Figure 3. Search Space is Reduced to One Square After the Second Move
Constraint propagation techniques can also lead to drastic reduction in solution time for solving scheduling and sequencing problems. Eyelit Technologies Applications’ proprietary heuristics utilize this technique to produce scalable solutions outperform other approaches by more than an order of magnitude.
Unified Data Model
It is a well known fact that in a planning problem, the sum of local optimums is not equal to the global optimum. This means that optimizing supply chain network, sourcing, supply chain plan, shop floor plan, demand plan, etc., cannot be performed in isolation.
Meaningful optimization can only be performed if all aspects of the planning problem that affect enterprise objectives are considered at the same time.

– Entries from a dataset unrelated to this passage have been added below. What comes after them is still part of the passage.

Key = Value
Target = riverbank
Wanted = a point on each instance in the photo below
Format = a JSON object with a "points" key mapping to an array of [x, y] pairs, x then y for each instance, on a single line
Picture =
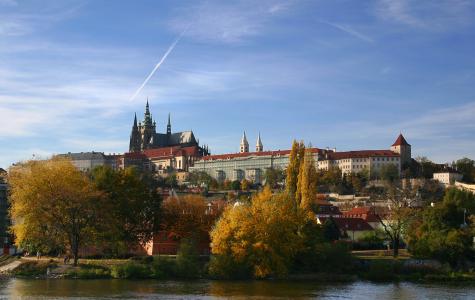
{"points": [[166, 268]]}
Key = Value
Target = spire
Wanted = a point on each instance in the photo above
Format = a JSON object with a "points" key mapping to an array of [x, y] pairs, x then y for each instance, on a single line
{"points": [[244, 147], [147, 116], [169, 125], [259, 147], [400, 141]]}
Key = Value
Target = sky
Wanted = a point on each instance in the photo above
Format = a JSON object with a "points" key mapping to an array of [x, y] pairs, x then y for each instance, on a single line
{"points": [[342, 74]]}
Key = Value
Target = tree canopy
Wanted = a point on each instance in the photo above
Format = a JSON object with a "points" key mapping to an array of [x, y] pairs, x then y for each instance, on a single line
{"points": [[53, 205]]}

Eyelit Technologies Applications’ Unified Data Model lays ground for a fundamentally sound optimization strategy which avoids the trap of local optimums and allows the enterprise objectives to permeate into all aspects of planning down to shop floor events.
High level objectives when propagated to the lower levels will also further constrain the solution at lower levels of planning. The outcome is similar to that of constraint propagation, i.e. at the lower levels of planning the search space is reduced by the propagation of the constraints at the higher levels.
Therefore, as a side benefit the solution time for the lower level planning problems is reduced due to the visibility into the constraints at higher levels of planning.
Data Representation
There are many instances where data representing one form of production is only slightly different from another. Most planning applications are unable to take advantage of the similarities between processes, routings, operations, etc.
Eyelit Technologies’ object data model is design to maximize data reuse by allowing different production processes to be defined using shared objects.
For example, if a process is only different from another in a few operations, “operation overrides” can be used to represent the new process without having to redefine the entire set of operations.
Also, routes can be broken into segments. A new route may only be different from an existing route in one segment, therefore, only that segment of the route has to be redefined.
Data reuse can lead to a much more compact data storage that requires considerably less memory. Smaller memory requirements also lead to faster execution times.
Additionally, Eyelit Technologies Applications constraint propagation heuristics take advantage of route segments to speed up the search by allowing partial backtracking within a route as opposed to backtracking all the way to the start of a route.
The combination of compact data storage and algorithmic efficiencies based on Eyelit Technologies Applications’ data representation can lead to significant improvements in total solution time.
“Meaningful optimization can only be performed if all aspects of the planning problem that affect enterprise objectives are considered at the same time.”